Key responsibilities of the role will include:

Study Design

• Assist with the identification and selection of investigators to undertake the study
• Conduct feasibility assessment
• Assist in the preparation of documentation for ethics submission
• Create, organise and collate documents required by the project team prior to the start of the study (e.g. protocols, questionnaires, feasibility, confidentiality agreements, etc.)
• Assist in the development of appropriate monitoring tools
• Organise and participate in investigator meetings
• Prepare, plan, organise and conduct pre-study (site selection) visits and report on these visits to assist in site selection
• Prepare for, plan, organise and conduct site initiation visits
• Collect and review essential documents from study sites
• Motivate and train investigators

Study Execution

• Perform study monitoring by visit, email and telephone to the participating centres to ensure:
  • Data quality, accuracy, completeness and timeliness of data completion
  • Complete and efficient resolution of data queries
  • Adherence to the study protocol and study procedures manual
  • Adherence to ICH/GCP and other guidelines and requirements as relevant to this trial
• Complete monitoring visit reports accurately and within the predetermined timeframe
• Coordinate distribution, tracking, handling and destruction of study supplies per site
• Assist participating centre research staff in the local management of the study where required

General

• Assist Project Manager with other study related activities such as organizing study meetings and scheduling travel, producing agendas and minutes for study-related meetings, responding to protocol and data collection enquiries, maintaining study documentation, assisting in the preparation of budgetary and administrative documents and other tasks as required
• Manage effective communication with the key stakeholders (including the Study Management Committee, Principal Investigators, Research Coordinators, etc.)

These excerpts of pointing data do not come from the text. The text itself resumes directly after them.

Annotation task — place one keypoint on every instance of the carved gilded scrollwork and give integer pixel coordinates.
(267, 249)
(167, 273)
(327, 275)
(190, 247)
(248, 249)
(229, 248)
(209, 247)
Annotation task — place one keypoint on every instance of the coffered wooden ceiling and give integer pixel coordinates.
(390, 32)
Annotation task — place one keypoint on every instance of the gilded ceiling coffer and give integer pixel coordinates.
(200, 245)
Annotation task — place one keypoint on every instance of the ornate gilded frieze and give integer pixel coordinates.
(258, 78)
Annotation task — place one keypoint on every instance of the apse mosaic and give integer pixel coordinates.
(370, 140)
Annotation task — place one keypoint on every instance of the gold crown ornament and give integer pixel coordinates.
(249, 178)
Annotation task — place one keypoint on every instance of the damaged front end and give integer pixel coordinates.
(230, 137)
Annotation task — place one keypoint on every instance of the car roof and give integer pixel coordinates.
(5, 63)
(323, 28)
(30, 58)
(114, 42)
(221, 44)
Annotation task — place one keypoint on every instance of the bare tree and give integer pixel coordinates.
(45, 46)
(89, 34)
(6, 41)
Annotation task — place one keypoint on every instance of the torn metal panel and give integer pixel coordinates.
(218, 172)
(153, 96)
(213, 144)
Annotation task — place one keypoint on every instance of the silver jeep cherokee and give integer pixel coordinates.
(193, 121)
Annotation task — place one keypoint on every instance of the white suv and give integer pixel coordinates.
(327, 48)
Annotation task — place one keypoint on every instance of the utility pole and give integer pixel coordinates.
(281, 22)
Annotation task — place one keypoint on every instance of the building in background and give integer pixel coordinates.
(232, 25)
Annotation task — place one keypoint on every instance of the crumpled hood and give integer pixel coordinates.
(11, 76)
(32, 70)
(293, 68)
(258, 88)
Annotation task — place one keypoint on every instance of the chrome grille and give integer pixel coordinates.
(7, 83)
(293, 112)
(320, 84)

Desired Skills and Experience

Our ideal candidate will possess:

• Tertiary qualifications in a related science or health care discipline with experience in the Intensive Care environment desirable
• At least 1 year clinical research experience (particularly within ICU research setting) highly desirable
• Previous monitoring experience working on clinical projects within an academic, CRO or pharmaceutical environment highly desirable
• Working knowledge of, and ability to implement project activities in accordance with, ICH/GCP and all applicable regulations and guidelines in the relevant regions
• Basic understanding of medical terminology
• Knowledge of ICH/ GCP guidelines
• Understanding of confidentiality and privacy laws and all guidelines relevant to medical research
• Excellent skills in MS Office applications including Excel and Word
• Excellent interpersonal skills and the ability to work well and flexibly i.e. autonomously, in small teams and with a wide range of varying stakeholders
• Strong focus on producing the highest quality of work and on ensuring optimum accuracy of outputs
• Ability and willingness to travel

Apply now!

We offer a flexible and inclusive work culture with excellent staff benefits including, salary packaging arrangements and sound learning opportunities.

The George Institute is an equal employment opportunity employer committed to equity, diversity and social inclusion. Applications are encouraged from people with a disability; women; Aboriginal and Torres Strait Islander people; people who identify as LGBTIQ; mature-aged adults and those from culturally and linguistically diverse backgrounds.